2568 Bütün bunlar beye karşı içten bağlılık ifâde eder; bu onu memnun etmek için, candan yapılması lâzım gelen bir iştir.
2569 Hizmet etmiş ve hizmeti ile beyden takdir görmüş insan ne der, dinle.
2570 Hizmetkârın beyine içten bağlı olması lâzımdır; içten bağlı olanında candan hizmet etmesi lâzımdır.
2571 Candan hizmet eden sâdık ve candan bağlı bir kulun hizmeti beyliğin temelini günden-güne sağlamlaştırır.
2572 Candan hizmet eden kimse kendi faydasını düşünmez; o her gün iyi niyetle beyin menfaati için çalışır.
2573 Yaban çiçeği faydalı ise, ben onun kuluyum; eğer özenilerek yetiştirilmiş çiçek zararlı ise, onun kökünü keserim.
2574 Candan bağlı hizmetkârın kıymeti merhametsiz ve hayırsız evlâttan, daha yüksektir.
2575 Faydasız ve değersiz ise, kardeş olsa bile onu bırak; istifâde edebileceğin insanı arkadaş edin ve onun bol-bol hayrını gör.
2576 Kapıcı-başı yumuşak ve tatlı sözlü olmalı; gönülünü alçak tutmalı ve her vakit güler yüz göstermelidir.
2577 Çatık yüz, acı söz insanı soğutur ve bunun tesiri bütün hayat boyunca devam eder, insanın gönlünden çıkmaz.
2578 Şimdi buna benzeyen şu beyti oku; sözü ile birlikte mânası da anlaşılır.
2579 insan sözü ile söğer ve dili ile acıtırsa, bu kemiğe sızı ve gönüle ateş olur.
2560 Vurulan kamçı yarası kapanır ve çabuk geçer; dil acısı ise, yıllarca dinmez.
2581 Beyler sefere, ava, cirit oyununa veya memleket gezisine çıktıkları vakit,
2582 Beyini çek dikkatle gözetmeli; başına kötü bir hâdise, bir felâket gelmesini önlemelidir.
2583 Eğer beylere bir felâket ve belâ gelirse, bu avda, kuş avında veya seferde hareket esnasında gelir.
2584 İtimat edilemeyecek kimseleri onun yanından uzaklaştırmalı, şüpheli kimselere karşı ihtiyat tedbirleri almalıdır.
2585 Onun başını korumak için, itimatlı, doğru, onu seven ve ona gönülden bağlı insanları beyin etrafında bulundurmalıdır.
2586 Kumandan beyin muhafız alayını tanzim ederken, kimsenin ileri gitmemesine ve geri de kalmamasına dikkat etmelidir.
2587 Küçük rütbeli kimseler büyükler arasına girmemeli; uzak ve dışarıda bulunması icap edenler de yakın gelmemelidir.

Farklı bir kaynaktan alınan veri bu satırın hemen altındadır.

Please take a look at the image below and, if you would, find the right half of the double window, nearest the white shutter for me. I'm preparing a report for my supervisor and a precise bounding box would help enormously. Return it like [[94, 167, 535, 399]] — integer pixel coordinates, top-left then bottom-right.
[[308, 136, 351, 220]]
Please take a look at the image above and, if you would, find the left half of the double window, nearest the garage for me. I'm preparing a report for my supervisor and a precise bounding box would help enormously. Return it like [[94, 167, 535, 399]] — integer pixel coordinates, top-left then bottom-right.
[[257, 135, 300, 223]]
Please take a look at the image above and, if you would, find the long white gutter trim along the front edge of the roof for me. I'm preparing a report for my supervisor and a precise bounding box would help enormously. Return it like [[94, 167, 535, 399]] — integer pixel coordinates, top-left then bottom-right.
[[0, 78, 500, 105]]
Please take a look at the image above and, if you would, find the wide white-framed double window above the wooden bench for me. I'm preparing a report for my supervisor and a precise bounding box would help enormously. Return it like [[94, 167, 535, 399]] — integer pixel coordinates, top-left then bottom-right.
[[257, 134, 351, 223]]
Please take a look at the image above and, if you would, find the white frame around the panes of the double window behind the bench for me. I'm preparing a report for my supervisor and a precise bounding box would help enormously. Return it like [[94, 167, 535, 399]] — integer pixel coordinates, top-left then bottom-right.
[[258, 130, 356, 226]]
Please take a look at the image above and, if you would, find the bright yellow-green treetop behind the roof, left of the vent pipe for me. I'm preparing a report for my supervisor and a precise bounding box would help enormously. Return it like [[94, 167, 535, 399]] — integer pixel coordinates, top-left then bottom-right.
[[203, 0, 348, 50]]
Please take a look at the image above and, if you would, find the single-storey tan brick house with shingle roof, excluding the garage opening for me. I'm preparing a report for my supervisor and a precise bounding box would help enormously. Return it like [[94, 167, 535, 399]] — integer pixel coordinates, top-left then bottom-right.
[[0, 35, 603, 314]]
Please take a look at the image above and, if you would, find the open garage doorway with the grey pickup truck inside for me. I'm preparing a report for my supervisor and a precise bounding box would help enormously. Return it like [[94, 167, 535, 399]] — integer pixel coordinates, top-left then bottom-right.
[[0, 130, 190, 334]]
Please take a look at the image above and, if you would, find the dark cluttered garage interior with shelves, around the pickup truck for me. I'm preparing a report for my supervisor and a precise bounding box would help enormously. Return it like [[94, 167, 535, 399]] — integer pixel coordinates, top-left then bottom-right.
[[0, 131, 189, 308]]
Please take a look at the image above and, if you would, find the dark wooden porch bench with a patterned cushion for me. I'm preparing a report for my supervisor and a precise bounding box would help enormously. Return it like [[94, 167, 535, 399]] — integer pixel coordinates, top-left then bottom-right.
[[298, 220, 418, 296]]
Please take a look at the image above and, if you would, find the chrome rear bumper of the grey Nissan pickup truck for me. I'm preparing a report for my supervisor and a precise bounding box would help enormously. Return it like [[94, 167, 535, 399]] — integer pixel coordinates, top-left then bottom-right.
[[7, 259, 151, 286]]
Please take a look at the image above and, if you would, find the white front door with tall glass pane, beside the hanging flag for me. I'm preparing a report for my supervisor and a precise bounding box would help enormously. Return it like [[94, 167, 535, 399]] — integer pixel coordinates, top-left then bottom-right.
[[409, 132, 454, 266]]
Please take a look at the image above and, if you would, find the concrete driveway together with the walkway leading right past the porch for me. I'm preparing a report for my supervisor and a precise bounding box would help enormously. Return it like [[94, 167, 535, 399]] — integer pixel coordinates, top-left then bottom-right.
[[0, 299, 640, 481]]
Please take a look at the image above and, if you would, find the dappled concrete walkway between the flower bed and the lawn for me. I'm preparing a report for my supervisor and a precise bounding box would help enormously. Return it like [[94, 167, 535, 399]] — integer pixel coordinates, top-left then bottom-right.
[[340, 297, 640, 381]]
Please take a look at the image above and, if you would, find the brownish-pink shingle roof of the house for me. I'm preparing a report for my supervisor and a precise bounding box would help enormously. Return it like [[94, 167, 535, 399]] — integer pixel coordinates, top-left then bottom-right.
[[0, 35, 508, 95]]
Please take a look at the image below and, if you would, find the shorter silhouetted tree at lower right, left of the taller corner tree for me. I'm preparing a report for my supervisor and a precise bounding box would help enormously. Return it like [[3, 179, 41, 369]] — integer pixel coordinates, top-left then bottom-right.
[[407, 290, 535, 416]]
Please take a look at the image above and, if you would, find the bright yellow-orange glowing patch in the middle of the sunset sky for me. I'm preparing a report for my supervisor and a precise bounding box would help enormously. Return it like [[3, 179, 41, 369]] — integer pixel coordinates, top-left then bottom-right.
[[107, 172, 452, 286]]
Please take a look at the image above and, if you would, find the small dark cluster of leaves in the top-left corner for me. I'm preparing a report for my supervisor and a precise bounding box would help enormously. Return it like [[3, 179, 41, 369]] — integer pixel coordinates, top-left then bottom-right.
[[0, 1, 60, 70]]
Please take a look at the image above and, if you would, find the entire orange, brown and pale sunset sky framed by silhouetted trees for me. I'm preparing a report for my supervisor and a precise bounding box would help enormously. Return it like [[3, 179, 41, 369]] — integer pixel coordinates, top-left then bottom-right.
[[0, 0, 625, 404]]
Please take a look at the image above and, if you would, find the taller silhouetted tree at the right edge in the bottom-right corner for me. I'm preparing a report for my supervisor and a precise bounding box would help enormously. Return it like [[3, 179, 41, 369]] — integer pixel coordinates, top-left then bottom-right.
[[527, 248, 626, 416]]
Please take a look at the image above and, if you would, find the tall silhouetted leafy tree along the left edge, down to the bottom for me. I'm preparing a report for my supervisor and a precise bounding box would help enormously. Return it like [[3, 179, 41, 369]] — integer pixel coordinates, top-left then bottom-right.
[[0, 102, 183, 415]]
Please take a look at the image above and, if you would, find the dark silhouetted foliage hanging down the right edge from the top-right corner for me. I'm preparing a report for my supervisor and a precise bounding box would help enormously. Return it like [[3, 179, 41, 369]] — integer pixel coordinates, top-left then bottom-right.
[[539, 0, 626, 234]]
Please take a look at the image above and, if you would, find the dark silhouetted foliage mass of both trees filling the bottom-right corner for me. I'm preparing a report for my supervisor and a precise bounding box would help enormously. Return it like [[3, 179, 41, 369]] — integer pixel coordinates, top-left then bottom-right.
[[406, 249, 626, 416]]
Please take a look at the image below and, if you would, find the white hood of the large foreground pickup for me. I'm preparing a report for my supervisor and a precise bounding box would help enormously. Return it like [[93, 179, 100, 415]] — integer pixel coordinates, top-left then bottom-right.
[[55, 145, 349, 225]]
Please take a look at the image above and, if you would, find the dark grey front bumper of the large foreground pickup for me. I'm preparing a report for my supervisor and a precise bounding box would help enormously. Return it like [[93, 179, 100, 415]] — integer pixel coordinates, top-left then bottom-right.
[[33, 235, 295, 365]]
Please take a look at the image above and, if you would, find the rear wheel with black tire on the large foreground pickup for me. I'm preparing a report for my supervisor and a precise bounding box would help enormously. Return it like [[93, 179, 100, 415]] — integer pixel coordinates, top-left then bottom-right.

2588 Her kesin saray kapısındaki mevkii ve yeri ne ise, bu hareket esnasında da olduğu gibi muhafaza edilmelidir; ey büyük.
2589 Kapıcı-başı olan kimse böyle içten bağlı olmalı, ey cömert hükümdar.
2590 Kapıyı bekleyen ve beyinin ekmeğini yiyip, işini gören insan böyle omalıdır.
2591 işte ben söyledim ve hükümdar dinledi; eğer seçkin insan dilerse, bilgiyi tercih etsin.
HÜKÜMDARIN ÖĞDÜLMİŞ'E SUALİ
2592 Hükümdar:—Bunu iyice anladım; bir şey daha soracağım, buna da düşünerek, cevap ver — dedi —
2593 Şüphesiz, bilirsin ki, dünya beyleri memleketten memlekete elçi gönderirler.
2594 Bana mühim bir söz söyle, bir bilgi daha ver; bir memleketten bir memlekete elçi gönderirken,
2595 Beylerin ona inanması ve onu yollaması için, bu elçiliğe nasıl bir insan lâzımdır?